Im Jahr 2006. Die Araber wählten den Architekten für das Projekt aus – den Franzosen Jean Nouvel, zu dessen Portfolio die Gestaltung des Pariser Instituts für die arabische Welt, der Pariser Philharmonie und mehrerer Museen gehört. Ursprünglich sollte das Projekt ein einfaches Museumsgebäude werden, aber die Vision des Architekten entwickelte sich zu einem phänomenalen Bauwerk mit einer Fläche von 24 000 Quadratmetern. Das moderne Aussehen ist jedoch kein Zufall, denn es ist eine Interpretation der klassischen arabischen Architektur.
Sterne aus Stahl
Mit einer Höhe von 36 Metern scheint die silberne Kuppel über einem weißen Sockel zu schweben. Mehr als 7 850 sternförmige Elemente bilden ein Geflecht aus „Ästen“, durch die genau die richtige Menge Sonnenlicht einfällt. Die Architekten setzten Computerprogramme ein, um die Wetterbedingungen und die Festigkeit der Struktur zu simulieren. Die geometrischen Muster sollten die Aufmerksamkeit auf sich ziehen. Es ist erwähnenswert, dass die 7 500 Tonnen schwere Struktur aus acht Schichten Stahl und Aluminium besteht und die Kuppel ein Mikroklima schafft, das der Lagerung von Kunstwerken förderlich ist.

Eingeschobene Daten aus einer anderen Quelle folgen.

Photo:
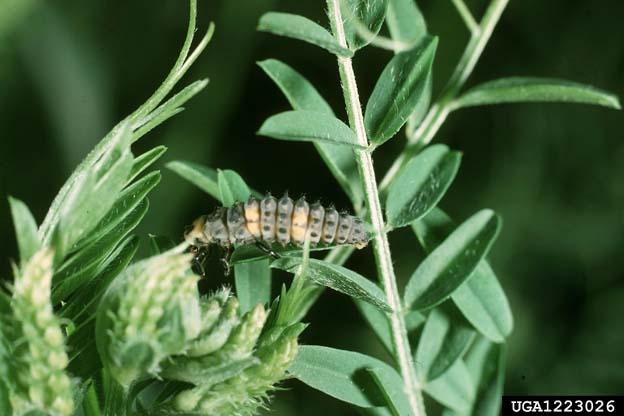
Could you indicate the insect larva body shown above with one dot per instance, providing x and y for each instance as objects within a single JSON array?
[{"x": 284, "y": 220}]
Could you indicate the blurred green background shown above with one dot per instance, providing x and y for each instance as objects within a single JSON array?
[{"x": 71, "y": 69}]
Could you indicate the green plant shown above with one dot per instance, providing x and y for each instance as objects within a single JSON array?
[{"x": 84, "y": 330}]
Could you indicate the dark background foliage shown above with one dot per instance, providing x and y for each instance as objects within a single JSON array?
[{"x": 70, "y": 69}]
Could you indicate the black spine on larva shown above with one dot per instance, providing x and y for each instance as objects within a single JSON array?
[
  {"x": 216, "y": 227},
  {"x": 268, "y": 217},
  {"x": 330, "y": 225},
  {"x": 315, "y": 222},
  {"x": 299, "y": 226},
  {"x": 344, "y": 228}
]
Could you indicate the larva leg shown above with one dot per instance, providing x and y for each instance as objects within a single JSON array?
[{"x": 265, "y": 248}]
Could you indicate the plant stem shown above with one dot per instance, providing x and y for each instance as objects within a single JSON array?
[
  {"x": 445, "y": 104},
  {"x": 381, "y": 246}
]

Das Aussehen der Kuppel ahmt die traditionelle arabische Mastrabiyah nach, ein hölzernes Gebälk, das die Fenster bedeckt. Die Art und Weise, wie das Licht die 180 Meter breite Kuppel durchdringt, soll auf die hohlen Blätter der Dattelpalme anspielen. Natürlich gibt es noch viele weitere derartige Anspielungen. Die weißen Wände des Sockels sind in niedrigen quaderförmigen Blöcken angeordnet, die an die kompakten Gebäude arabischer Städte erinnern. Die engen Räume zwischen den Blöcken bilden die Straßen der „Stadt“. Insgesamt gibt es 55 solcher Gebäude, und der wichtigste Platz im Museum ist der zentrale Platz. Dieser wiederum ist eine Anspielung auf den Sukuk, den traditionellen Marktplatz.
Die Innovation der Kuppel liegt vor allem in der Reduzierung der Kosten für Beleuchtung, Belüftung und Klimatisierung. Das umgebende Wasser trägt auch dazu bei, die Temperatur im Inneren zu senken. Außerdem fließen die Wellen unter der Kuppel hindurch, so dass das Museum mit dem Boot zugänglich ist. Darüber hinaus werden die Strahlen der heißen Sonne von der weißen Steinfassade reflektiert. Solche Lösungen haben dem Museum zahlreiche Zertifizierungen eingebracht, darunter die LEED-Energiezertifizierung in Silber.

Verlorener Da Vinci
Im Inneren befinden sich zahlreiche Werke aus Pariser Museen. Interessanterweise hat der französische Kulturminister angekündigt, dass die Museen die derzeit ausgestellten Werke nicht an Abu Dhabi verkaufen werden. Dennoch enthält die Sammlung herausragende Werke der Malerei und Bildhauerei. Der arabische Louvre beherbergt Gemälde von Künstlern wie Paul Gaugin, René Magritte, Vincent Van Gogh und Édouard Manet. Zu den berühmten Gemälden, die in Abu Dhabi aufbewahrt werden, gehören dagegen: Der Turmbau zu Babel von A. Grimmer, Napoleon überquert den St. Bernhard-Pass von J.L. David oder Salvator Mundi von L. Da Vinci. Das letztgenannte Gemälde war eine Zeit lang in den Lagerräumen des Museums „verschollen“, wurde aber nach einiger Zeit auf der Jacht des saudischen Kronprinzen Muhammad ibn Salman „gefunden“.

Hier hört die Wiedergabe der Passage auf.